R Programming Succinctly^®
by James McCaffrey

CHAPTER 1

Getting Started

The R programing language is designed to perform statistical analyses. Surveys of programming languages show that the use of R is increasing rapidly, apparently in conjunction with the increasing collection of data.

R can be used in two distinct ways. Most commonly, R is used as an interactive tool. For example, in an R console shell, a user could type commands such as:

> my_df <- read.table(“C:\\Data\\AgeIncome.txt”, header=TRUE)
> m <- lm(Income ~ Age, data=my_df)
> summary(m)

These commands would perform a linear regression data analysis of the age and income data stored in file AgeIncome.txt and would display the results of the analysis. R has hundreds of built-in functions that can perform thousands of statistical tasks.

However, you can also write R programs (i.e. scripts) by placing R commands and R language-control structures such as for-loops into a text file, saving the file, and executing the file. For example, a user can type commands such as:

> setwd(“C:\\Data\\MyScripts”)
> source(“neuralnet.R”)

These commands will run an R program named neuralnet.R, which is located in a C:\Data\MyScripts directory. You gain tremendous power and flexibility with the ability to extend the base R interactive functionality by writing R programs.

In this e-book, I will explain how to write R programs. I make no assumptions about your background and experience—even if you have no programming experience at all, you should be able to follow along with a bit of effort.

I will present a complete demo program in each section. Programmers learn how to program in a new language by getting an example program up and running, then experimenting by making changes. So, if you want to learn R programming, copy-paste the source code from a demo program, run the program, then make modifications to the program.

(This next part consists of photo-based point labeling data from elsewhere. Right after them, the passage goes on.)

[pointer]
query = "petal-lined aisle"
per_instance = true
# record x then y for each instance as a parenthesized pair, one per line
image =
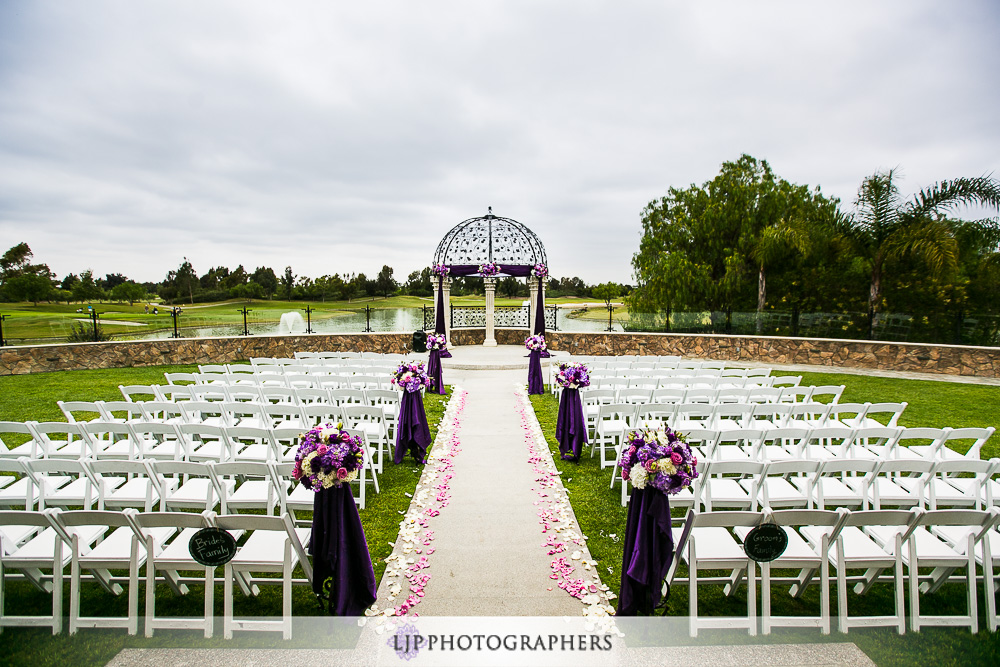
(483, 555)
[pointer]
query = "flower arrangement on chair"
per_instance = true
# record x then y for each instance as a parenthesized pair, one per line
(327, 457)
(536, 342)
(437, 342)
(573, 375)
(658, 458)
(411, 376)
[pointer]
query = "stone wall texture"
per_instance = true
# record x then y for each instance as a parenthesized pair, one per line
(914, 357)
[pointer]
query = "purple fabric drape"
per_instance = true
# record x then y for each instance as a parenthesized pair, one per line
(340, 553)
(536, 384)
(412, 432)
(648, 552)
(434, 372)
(439, 320)
(571, 425)
(540, 317)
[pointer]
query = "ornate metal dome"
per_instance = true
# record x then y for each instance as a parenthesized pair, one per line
(490, 238)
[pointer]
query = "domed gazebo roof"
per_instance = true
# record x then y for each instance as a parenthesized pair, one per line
(490, 238)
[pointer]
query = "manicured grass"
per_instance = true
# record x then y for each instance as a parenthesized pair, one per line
(602, 520)
(27, 397)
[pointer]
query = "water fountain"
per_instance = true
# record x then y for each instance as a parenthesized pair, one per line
(291, 323)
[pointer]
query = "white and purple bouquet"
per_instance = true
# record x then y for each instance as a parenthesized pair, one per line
(437, 342)
(488, 270)
(327, 457)
(573, 375)
(535, 342)
(411, 376)
(659, 459)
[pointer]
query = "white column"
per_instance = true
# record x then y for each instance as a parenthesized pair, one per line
(533, 292)
(447, 308)
(491, 286)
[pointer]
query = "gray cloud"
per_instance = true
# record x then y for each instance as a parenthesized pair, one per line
(337, 139)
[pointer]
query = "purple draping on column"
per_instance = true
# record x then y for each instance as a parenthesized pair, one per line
(535, 383)
(434, 372)
(648, 552)
(439, 316)
(540, 317)
(412, 432)
(340, 553)
(571, 425)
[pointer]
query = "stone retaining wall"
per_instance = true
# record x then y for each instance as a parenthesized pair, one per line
(914, 357)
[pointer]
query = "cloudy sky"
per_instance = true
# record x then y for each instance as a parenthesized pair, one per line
(338, 137)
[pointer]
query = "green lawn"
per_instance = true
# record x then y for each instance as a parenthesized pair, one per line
(27, 397)
(602, 519)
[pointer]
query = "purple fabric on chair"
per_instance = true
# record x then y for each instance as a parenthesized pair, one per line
(536, 385)
(434, 372)
(340, 552)
(648, 552)
(412, 432)
(571, 425)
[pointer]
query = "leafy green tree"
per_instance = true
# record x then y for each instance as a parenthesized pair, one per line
(128, 291)
(385, 284)
(883, 226)
(265, 277)
(607, 292)
(87, 289)
(288, 283)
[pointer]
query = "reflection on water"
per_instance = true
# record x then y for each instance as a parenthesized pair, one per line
(383, 320)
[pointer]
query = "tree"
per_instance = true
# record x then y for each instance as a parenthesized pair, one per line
(288, 282)
(87, 289)
(185, 280)
(265, 277)
(384, 282)
(885, 227)
(607, 292)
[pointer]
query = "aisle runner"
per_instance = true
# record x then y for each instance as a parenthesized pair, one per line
(555, 515)
(405, 576)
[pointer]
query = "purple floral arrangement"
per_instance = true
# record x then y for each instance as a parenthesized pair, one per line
(573, 375)
(659, 459)
(411, 376)
(535, 342)
(488, 270)
(437, 342)
(327, 457)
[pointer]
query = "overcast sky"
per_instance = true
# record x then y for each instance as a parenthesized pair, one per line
(338, 137)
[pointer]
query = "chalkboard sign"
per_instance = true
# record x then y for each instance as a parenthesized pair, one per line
(212, 547)
(765, 542)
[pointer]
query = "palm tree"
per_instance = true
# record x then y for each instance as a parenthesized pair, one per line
(883, 226)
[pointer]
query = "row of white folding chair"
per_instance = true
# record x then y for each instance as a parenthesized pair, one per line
(875, 541)
(847, 482)
(100, 541)
(169, 484)
(204, 431)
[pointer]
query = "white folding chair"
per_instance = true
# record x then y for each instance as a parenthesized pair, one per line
(264, 551)
(856, 550)
(800, 555)
(171, 560)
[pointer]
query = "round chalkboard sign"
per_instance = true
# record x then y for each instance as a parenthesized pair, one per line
(765, 542)
(212, 547)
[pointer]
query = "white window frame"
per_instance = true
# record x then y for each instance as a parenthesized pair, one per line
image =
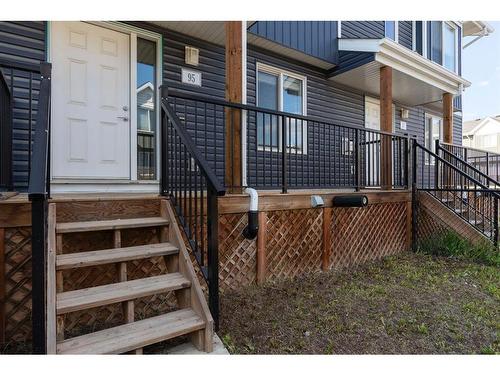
(396, 30)
(455, 32)
(427, 117)
(425, 45)
(260, 67)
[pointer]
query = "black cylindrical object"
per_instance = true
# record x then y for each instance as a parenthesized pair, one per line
(350, 201)
(250, 232)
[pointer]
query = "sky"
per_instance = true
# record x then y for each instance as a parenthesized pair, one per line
(481, 66)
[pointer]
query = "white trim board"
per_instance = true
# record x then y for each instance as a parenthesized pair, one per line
(390, 53)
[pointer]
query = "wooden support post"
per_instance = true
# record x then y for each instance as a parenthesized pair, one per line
(2, 286)
(386, 117)
(234, 93)
(52, 320)
(59, 289)
(327, 235)
(448, 118)
(261, 248)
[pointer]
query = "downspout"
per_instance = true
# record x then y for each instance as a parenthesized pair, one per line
(250, 232)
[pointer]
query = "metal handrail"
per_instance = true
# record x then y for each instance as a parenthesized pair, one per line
(193, 188)
(38, 193)
(459, 171)
(489, 217)
(247, 107)
(470, 148)
(466, 164)
(6, 105)
(192, 149)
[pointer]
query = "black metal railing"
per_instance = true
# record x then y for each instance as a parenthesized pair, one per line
(6, 100)
(443, 151)
(39, 192)
(289, 151)
(23, 80)
(193, 188)
(485, 161)
(468, 197)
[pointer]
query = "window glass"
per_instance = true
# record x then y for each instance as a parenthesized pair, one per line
(390, 30)
(436, 41)
(449, 47)
(146, 109)
(267, 125)
(433, 131)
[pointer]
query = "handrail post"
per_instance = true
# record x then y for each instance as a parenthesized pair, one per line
(414, 196)
(436, 166)
(487, 164)
(213, 253)
(284, 187)
(163, 143)
(495, 222)
(356, 160)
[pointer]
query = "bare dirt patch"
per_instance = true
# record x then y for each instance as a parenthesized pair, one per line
(411, 303)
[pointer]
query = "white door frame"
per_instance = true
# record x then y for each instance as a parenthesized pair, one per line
(148, 185)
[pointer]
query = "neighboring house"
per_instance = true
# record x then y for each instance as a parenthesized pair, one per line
(482, 134)
(188, 115)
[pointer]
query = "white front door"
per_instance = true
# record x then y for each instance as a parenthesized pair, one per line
(372, 154)
(90, 102)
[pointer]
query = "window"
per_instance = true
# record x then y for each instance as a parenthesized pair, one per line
(282, 91)
(146, 109)
(443, 48)
(433, 131)
(450, 47)
(391, 30)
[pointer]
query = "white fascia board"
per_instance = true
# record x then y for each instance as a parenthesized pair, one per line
(392, 54)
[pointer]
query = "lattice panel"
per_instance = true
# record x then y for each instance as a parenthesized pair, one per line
(294, 242)
(237, 255)
(18, 284)
(363, 234)
(434, 218)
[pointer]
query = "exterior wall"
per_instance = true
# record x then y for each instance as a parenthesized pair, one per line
(316, 38)
(363, 29)
(22, 44)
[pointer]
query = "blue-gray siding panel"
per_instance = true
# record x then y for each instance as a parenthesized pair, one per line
(212, 66)
(315, 38)
(363, 29)
(405, 34)
(22, 42)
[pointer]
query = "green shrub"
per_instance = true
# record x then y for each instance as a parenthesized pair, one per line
(450, 244)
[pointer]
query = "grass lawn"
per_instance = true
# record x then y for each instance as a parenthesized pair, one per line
(410, 303)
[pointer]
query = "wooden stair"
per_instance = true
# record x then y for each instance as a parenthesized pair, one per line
(193, 316)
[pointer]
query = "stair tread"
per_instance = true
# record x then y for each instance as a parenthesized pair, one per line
(87, 226)
(134, 335)
(118, 292)
(123, 254)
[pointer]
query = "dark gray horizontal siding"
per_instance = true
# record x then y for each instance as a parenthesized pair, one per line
(405, 34)
(324, 101)
(315, 38)
(363, 29)
(209, 121)
(22, 43)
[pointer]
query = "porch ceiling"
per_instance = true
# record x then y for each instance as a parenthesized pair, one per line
(416, 80)
(209, 31)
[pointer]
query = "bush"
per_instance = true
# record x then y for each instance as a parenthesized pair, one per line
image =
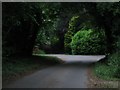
(114, 63)
(88, 42)
(72, 29)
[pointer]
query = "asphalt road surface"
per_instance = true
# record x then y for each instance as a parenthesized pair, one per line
(71, 74)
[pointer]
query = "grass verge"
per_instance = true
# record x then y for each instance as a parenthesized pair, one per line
(16, 67)
(104, 71)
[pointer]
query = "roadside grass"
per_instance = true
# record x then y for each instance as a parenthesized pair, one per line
(16, 67)
(104, 71)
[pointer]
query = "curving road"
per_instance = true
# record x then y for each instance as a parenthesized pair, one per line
(71, 74)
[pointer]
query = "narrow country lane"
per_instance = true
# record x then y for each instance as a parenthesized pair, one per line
(71, 74)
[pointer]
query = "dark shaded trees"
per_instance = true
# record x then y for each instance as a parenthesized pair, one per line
(21, 22)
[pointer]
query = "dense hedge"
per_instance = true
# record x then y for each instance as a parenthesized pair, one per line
(72, 29)
(88, 42)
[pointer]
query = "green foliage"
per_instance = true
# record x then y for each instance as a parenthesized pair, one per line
(88, 42)
(111, 70)
(114, 63)
(70, 33)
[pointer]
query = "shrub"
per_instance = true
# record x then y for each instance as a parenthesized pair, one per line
(88, 42)
(70, 33)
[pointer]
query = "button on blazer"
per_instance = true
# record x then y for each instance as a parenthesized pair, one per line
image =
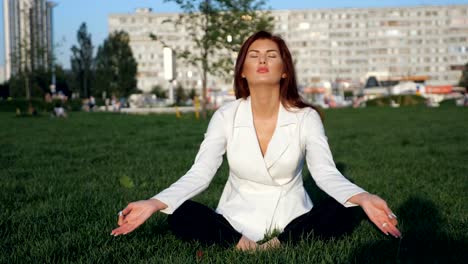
(262, 193)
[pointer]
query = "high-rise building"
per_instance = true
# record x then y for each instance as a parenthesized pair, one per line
(28, 35)
(327, 44)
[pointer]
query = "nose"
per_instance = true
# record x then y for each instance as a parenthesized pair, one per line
(262, 59)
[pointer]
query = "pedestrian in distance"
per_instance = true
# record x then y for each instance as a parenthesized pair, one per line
(266, 134)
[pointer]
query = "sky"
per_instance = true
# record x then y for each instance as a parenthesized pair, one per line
(69, 14)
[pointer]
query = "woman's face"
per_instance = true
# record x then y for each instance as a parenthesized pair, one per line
(263, 64)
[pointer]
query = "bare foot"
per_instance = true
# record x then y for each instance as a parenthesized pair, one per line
(270, 244)
(246, 244)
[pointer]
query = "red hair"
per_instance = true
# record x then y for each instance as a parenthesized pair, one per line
(288, 86)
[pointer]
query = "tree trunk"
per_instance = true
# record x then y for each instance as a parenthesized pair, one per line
(204, 94)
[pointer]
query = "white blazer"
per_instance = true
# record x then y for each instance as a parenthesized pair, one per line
(262, 193)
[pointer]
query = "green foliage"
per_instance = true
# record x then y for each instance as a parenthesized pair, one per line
(61, 190)
(115, 66)
(126, 182)
(464, 78)
(209, 24)
(82, 61)
(39, 104)
(403, 100)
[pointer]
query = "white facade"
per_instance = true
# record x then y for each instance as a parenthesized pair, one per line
(327, 44)
(28, 34)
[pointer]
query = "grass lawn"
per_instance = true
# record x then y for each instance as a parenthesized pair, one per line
(63, 181)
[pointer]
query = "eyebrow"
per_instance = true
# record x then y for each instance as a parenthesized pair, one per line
(267, 51)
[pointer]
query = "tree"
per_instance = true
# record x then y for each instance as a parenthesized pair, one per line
(180, 95)
(464, 77)
(82, 60)
(218, 27)
(115, 66)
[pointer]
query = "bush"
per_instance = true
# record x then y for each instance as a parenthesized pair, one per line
(403, 100)
(39, 104)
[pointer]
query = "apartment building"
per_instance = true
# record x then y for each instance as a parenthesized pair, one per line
(327, 44)
(28, 34)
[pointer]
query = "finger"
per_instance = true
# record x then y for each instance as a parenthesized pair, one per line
(121, 219)
(383, 227)
(127, 210)
(394, 231)
(123, 230)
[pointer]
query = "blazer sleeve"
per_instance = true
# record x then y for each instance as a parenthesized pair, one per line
(320, 161)
(207, 162)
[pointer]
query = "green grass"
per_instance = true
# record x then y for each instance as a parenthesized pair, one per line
(63, 181)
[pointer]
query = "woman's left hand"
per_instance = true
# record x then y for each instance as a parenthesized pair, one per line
(378, 212)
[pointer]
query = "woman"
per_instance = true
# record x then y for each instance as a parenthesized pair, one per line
(267, 134)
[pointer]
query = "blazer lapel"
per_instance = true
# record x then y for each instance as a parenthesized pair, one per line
(282, 136)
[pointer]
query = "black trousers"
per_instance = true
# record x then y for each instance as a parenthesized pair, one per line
(194, 221)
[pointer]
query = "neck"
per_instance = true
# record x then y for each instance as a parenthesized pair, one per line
(265, 102)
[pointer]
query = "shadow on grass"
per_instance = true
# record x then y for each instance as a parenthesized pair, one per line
(424, 240)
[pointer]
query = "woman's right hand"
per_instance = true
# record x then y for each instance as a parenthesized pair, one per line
(135, 214)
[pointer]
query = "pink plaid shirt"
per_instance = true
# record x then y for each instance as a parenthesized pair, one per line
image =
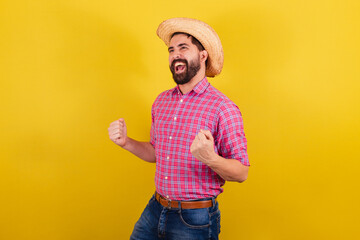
(176, 119)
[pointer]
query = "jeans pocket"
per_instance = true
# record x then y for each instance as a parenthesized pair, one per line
(195, 218)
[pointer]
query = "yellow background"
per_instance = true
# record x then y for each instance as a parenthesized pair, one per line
(69, 68)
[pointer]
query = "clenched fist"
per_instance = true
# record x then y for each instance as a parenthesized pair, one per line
(202, 148)
(118, 132)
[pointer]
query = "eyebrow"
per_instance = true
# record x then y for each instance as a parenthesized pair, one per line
(180, 45)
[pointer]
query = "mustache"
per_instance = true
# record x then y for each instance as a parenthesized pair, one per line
(178, 60)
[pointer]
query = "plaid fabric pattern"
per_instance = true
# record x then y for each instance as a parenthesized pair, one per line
(176, 119)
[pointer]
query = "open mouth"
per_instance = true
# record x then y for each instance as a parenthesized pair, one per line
(179, 67)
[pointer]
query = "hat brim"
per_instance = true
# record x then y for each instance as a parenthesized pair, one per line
(202, 32)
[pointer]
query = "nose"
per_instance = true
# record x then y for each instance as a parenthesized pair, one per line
(175, 55)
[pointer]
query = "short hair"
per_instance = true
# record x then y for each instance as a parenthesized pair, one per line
(193, 40)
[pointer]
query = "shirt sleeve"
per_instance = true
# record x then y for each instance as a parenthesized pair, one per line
(152, 129)
(230, 140)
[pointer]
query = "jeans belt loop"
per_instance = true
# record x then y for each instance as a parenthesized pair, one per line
(169, 203)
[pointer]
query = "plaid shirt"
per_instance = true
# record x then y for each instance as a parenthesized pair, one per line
(176, 119)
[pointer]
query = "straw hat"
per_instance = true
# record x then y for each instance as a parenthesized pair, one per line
(202, 32)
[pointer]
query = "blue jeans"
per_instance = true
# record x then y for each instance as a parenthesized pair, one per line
(158, 222)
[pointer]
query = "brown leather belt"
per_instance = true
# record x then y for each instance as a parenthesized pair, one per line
(184, 204)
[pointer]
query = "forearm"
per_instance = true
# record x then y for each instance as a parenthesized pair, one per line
(229, 169)
(143, 150)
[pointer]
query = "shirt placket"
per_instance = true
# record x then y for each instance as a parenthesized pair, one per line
(177, 100)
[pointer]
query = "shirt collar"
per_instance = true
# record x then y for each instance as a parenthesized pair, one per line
(199, 88)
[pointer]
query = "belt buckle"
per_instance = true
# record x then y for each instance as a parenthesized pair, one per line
(169, 203)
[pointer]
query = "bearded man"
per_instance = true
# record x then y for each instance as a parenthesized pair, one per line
(197, 139)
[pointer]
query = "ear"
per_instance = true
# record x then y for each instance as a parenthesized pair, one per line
(203, 55)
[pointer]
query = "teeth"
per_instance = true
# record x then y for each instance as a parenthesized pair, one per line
(178, 64)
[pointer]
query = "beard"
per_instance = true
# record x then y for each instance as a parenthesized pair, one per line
(190, 71)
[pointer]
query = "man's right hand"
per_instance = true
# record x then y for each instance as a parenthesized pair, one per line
(118, 132)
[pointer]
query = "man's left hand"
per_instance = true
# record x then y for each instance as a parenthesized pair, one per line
(202, 148)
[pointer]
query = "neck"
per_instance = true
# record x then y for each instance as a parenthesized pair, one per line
(187, 87)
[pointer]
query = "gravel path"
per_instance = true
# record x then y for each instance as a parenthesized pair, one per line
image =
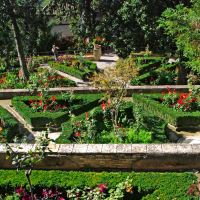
(107, 60)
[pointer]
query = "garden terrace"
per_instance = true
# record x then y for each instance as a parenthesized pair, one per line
(8, 126)
(152, 104)
(145, 185)
(56, 114)
(79, 68)
(100, 157)
(11, 80)
(10, 93)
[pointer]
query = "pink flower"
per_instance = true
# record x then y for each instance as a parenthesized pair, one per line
(19, 190)
(109, 102)
(87, 115)
(102, 188)
(77, 134)
(40, 94)
(183, 95)
(40, 102)
(45, 107)
(53, 98)
(103, 106)
(180, 101)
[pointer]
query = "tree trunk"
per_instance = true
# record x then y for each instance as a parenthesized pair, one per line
(18, 42)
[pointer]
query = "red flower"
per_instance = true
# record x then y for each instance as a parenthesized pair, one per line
(30, 101)
(40, 102)
(45, 107)
(103, 106)
(53, 98)
(102, 188)
(77, 134)
(19, 191)
(40, 94)
(184, 95)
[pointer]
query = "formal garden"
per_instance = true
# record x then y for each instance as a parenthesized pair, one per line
(107, 107)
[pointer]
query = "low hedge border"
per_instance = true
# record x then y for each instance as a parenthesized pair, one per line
(11, 125)
(39, 119)
(148, 74)
(180, 119)
(67, 128)
(166, 186)
(75, 72)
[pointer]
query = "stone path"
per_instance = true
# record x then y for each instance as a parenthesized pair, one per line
(25, 128)
(107, 60)
(79, 82)
(188, 137)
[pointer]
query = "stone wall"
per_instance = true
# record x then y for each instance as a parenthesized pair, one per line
(129, 157)
(10, 93)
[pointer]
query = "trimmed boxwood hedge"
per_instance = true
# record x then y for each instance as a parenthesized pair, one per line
(39, 119)
(165, 186)
(67, 128)
(10, 125)
(145, 76)
(150, 104)
(83, 73)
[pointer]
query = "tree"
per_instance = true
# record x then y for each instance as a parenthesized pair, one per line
(183, 24)
(114, 82)
(128, 25)
(22, 21)
(28, 160)
(8, 10)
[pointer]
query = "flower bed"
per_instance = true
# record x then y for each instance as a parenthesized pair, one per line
(177, 117)
(11, 79)
(80, 68)
(96, 126)
(8, 126)
(40, 112)
(163, 75)
(70, 185)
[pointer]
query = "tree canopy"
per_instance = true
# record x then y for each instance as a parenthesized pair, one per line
(183, 24)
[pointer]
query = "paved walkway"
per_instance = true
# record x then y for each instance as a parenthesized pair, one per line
(107, 60)
(79, 82)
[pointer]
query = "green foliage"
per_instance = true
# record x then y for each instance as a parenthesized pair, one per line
(80, 68)
(39, 120)
(8, 126)
(140, 136)
(182, 24)
(40, 79)
(152, 104)
(154, 71)
(166, 186)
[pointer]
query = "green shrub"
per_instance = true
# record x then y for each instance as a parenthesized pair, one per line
(151, 104)
(79, 70)
(165, 186)
(39, 120)
(154, 75)
(8, 125)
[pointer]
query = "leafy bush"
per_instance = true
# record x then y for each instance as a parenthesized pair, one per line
(152, 105)
(11, 80)
(80, 67)
(166, 186)
(8, 126)
(39, 120)
(161, 75)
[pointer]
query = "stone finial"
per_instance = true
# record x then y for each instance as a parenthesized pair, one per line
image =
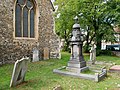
(76, 19)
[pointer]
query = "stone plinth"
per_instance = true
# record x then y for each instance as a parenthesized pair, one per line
(115, 68)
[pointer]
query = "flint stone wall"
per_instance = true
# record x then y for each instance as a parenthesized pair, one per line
(13, 49)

I will not present hundreds of one-line R examples. Instead, I will present short (but complete) programs that illustrate key R syntax examples and techniques. The code for all the demo programs can be found at https://github.com/jdmccaffrey/r-programming-succinctly.

In my experience, the most difficult part of learning any programming language or technology is getting a first program to run. After that, it’s just details. But getting started can be frustrating, and the purpose of this first chapter is to make sure you can install R and run a program.

Enough chit-chat already. Let’s get started.

1.1 Installing R

It’s no secret that the best way to learn a programming language or technology is to use it. Although you can probably learn quite a bit about R simply by reading this e-book, you’ll learn a lot more if you install R and run the demo programs that accompany each section.

Installing R is relatively quick and easy, and I’ll walk you through each step of the installation process for a Windows system. If you’re using a Linux system, the installation process varies quite a bit depending on which flavor of Linux you’re running, but there are many step-by-step installation guides available on the Internet. With Mac systems, R installation is very similar to Windows installation.

Launch a browser, search the Internet for “Install R,” and you’ll find a link for the Windows installer. At the time of this writing, the Windows installation URL is https://cran.r-project.org/bin/windows/base. Clicking the link will direct your browser to a page that resembles Figure 1.

Windows Installation Page

Figure 1: Windows Installation Page

The screenshot shows that I intend to install R version 3.2.4. By the time you read this, the most recent version of R will likely be different—however, the base R language is quite stable, and the code examples in this e-book have been designed to work with newer versions of R.

Notice the webpage title reads “(32/64 bit).” By default, on a 64-bit system (which you’re almost certainly using), the R installer will give you a 32-bit version of R and also a 64-bit version. The 32-bit version is for old machines and for backward compatibility with older R add-on packages that can only use the 32-bit version of R.

Next, click the link that reads “Download R 3.x.y for Windows.” The link points to a self-extracting executable installation program. Your browser will ask if you want to download the installer to your machine so that you can run the installation later, or it will ask if you want to run the install program immediately. Click “Run” to launch the installer.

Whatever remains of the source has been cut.